Someone could well accuse me: “Brother, you
keep pointing out the way, astray yourself,
and maybe even now more lost than ever.”
100
That window where one sun is visible
when it shall please her, and the other one
that’s visible at noon, and then the window
that cold air rattles when the north wind blows,
also the stone where, when the days are long,
my lady sits conversing with herself,
and all the places where her lovely body
has cast its shadow or set down its foot,
and that cruel pass where Love took me in ambush,
and this fresh season that, year in, year out,
passes the anniversary of my wounding,
that face of hers as well, and all those words
that are fixed deep within my heart—these things
have made my eyes too apt to weep these tears.
101
Alas, I know that she who pardons no man
makes all of us her melancholy prey
and that the world quite rapidly forgets us
and only briefly keeps its faith with us;
there isn’t much reward for so much yearning
and now the last day thunders in my heart.
But Love still doesn’t want to set me free
and still exacts his tribute from my eyes.
I know our days, our minutes, and our hours
pack off our years, and I am not deceived
but subject to a power more than magic’s.

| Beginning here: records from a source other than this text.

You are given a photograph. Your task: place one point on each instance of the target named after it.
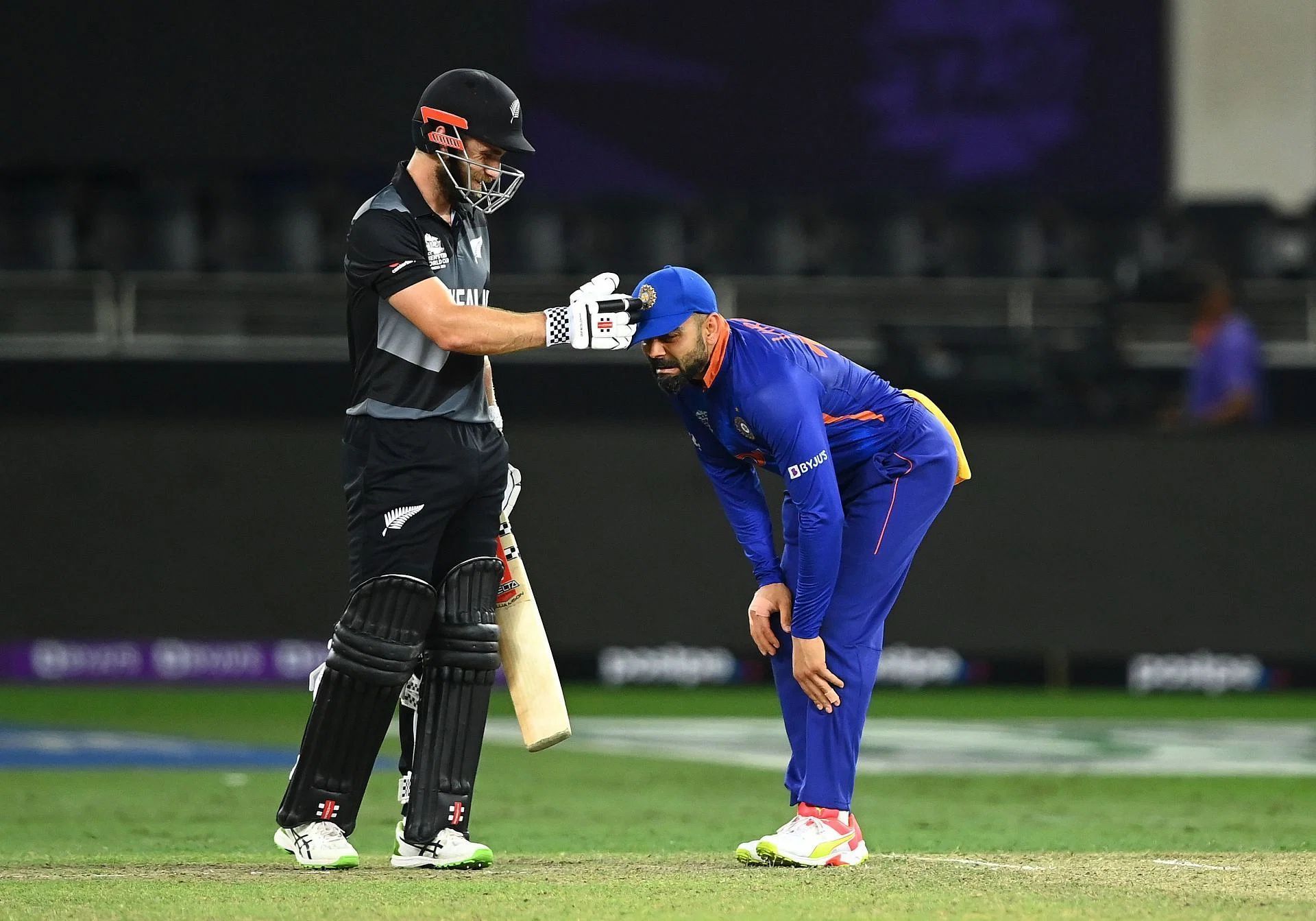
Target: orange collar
(722, 334)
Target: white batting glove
(599, 286)
(602, 323)
(512, 490)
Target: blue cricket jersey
(778, 401)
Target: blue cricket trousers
(888, 507)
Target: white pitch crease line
(1190, 863)
(965, 861)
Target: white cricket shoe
(748, 852)
(815, 838)
(317, 845)
(450, 850)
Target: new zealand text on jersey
(478, 297)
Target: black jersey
(395, 241)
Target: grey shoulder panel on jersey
(399, 336)
(386, 200)
(461, 406)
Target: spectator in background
(1227, 379)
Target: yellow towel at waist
(962, 473)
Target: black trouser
(423, 496)
(423, 499)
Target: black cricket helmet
(472, 103)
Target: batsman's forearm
(470, 330)
(490, 331)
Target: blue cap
(670, 297)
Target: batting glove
(605, 323)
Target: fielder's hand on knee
(774, 599)
(815, 678)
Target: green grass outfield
(609, 836)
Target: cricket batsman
(866, 469)
(426, 479)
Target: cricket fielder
(866, 469)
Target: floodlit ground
(607, 825)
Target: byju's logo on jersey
(796, 470)
(437, 254)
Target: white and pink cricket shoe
(815, 837)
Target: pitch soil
(694, 886)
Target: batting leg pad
(376, 649)
(457, 676)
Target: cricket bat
(526, 658)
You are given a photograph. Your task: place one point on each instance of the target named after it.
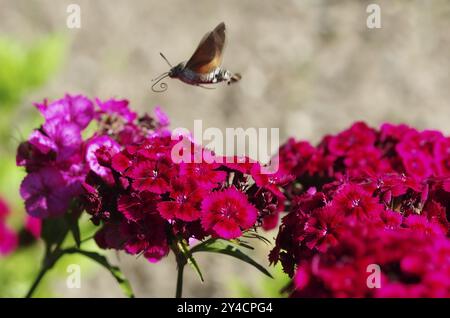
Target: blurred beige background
(309, 67)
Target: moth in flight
(204, 65)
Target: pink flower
(136, 206)
(118, 108)
(357, 136)
(227, 213)
(8, 238)
(73, 109)
(206, 175)
(442, 156)
(33, 226)
(105, 148)
(186, 196)
(46, 193)
(150, 176)
(354, 201)
(417, 166)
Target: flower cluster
(362, 151)
(147, 201)
(8, 238)
(124, 175)
(367, 197)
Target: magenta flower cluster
(360, 198)
(8, 238)
(124, 177)
(367, 197)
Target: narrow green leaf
(223, 247)
(191, 260)
(72, 221)
(114, 270)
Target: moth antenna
(162, 85)
(165, 59)
(205, 87)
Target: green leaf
(191, 260)
(54, 230)
(223, 247)
(72, 221)
(114, 270)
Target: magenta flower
(227, 213)
(186, 196)
(8, 238)
(33, 226)
(150, 176)
(354, 201)
(46, 193)
(105, 148)
(117, 107)
(357, 136)
(137, 205)
(77, 110)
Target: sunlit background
(309, 67)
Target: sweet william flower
(8, 238)
(118, 108)
(103, 148)
(186, 197)
(150, 176)
(46, 193)
(77, 110)
(352, 200)
(227, 213)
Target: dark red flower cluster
(363, 151)
(367, 197)
(125, 176)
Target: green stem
(181, 263)
(179, 290)
(50, 258)
(49, 261)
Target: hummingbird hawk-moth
(204, 65)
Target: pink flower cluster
(367, 197)
(123, 175)
(57, 157)
(146, 201)
(8, 238)
(362, 151)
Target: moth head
(176, 70)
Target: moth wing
(208, 55)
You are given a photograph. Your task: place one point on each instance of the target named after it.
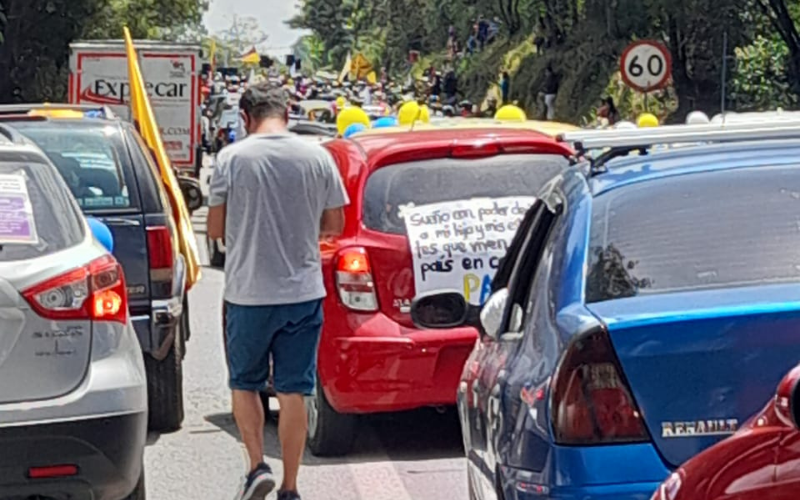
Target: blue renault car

My passion and my reason have been fighting
seven plus seven years; reason will win
if souls down here can understand what’s best.
102
When the Egyptian traitor h
anded him
the honored head of Pompey, Caesar wept,
or so we’re told; he hid his boundless joy
behind external tears, concealing it;
and Hannibal, when he could see that Fortune
had turned so cruel to his afflicted empire,
laughed in the midst of his lamenting people,
to vent his bitterness another way;
and thus it happens—every soul may cloak
the passion of the moment with its opposite,
a face that’s clear or else a face that’s dark.
Thus if at any time I laugh or sing
you may be sure I do it as a way
to cover up my weeping from the world.
103
Hannibal won but later did not know
how to make proper use of his good victory;
be careful then, my lord, that you yourself
do not experience something of that sort.
The mother bear is raging for her cubs
who found a bitter harvest this past May;
her teeth and claws grow harder, and within
she fuels her rage and plots revenge on us.
So therefore, while her recent sorrow burns,
do not put up your honorable sword;
but let it take you where your fortune beckons:
along the straight and narrow road where you
can earn a fame and honor that will last
beyond your life a thousand thousand years.
104
The longed-for virtue that was flowering in you
when Love began to battle with you, now
produces fruit that’s worthy of the flower
and makes my hope begin to be fulfilled.
My heart then prompts me to put pen to paper
and write a verse to amplify your fame,
for even sculpture may not last enough
to give a person life through solid marble.
Do you believe that Caesar or Marcellus,
Paulus or Africanus, grew so famous
because of any hammer’s work, or anvil’s?
No, my Pandolfo, such stuff’s far too frail
to last for long, whereas our kind of study
makes men immortal and brings lasting fame.
105
I never wish to sing the way I used to
I wasn’t understood somebody scorned me,
one can be heartbroken in a pleasant place.
Sighing all the while does no good.
It’s snowing in the mountains everywhere;
and dawn is quite close by so I’m awake.
A sweet and honest act is something noble;
a lady who is lovely pleases me
if in her face she shows a haughty disregard
unless she’s proud and stubborn.
Love needs no sword to govern his domain.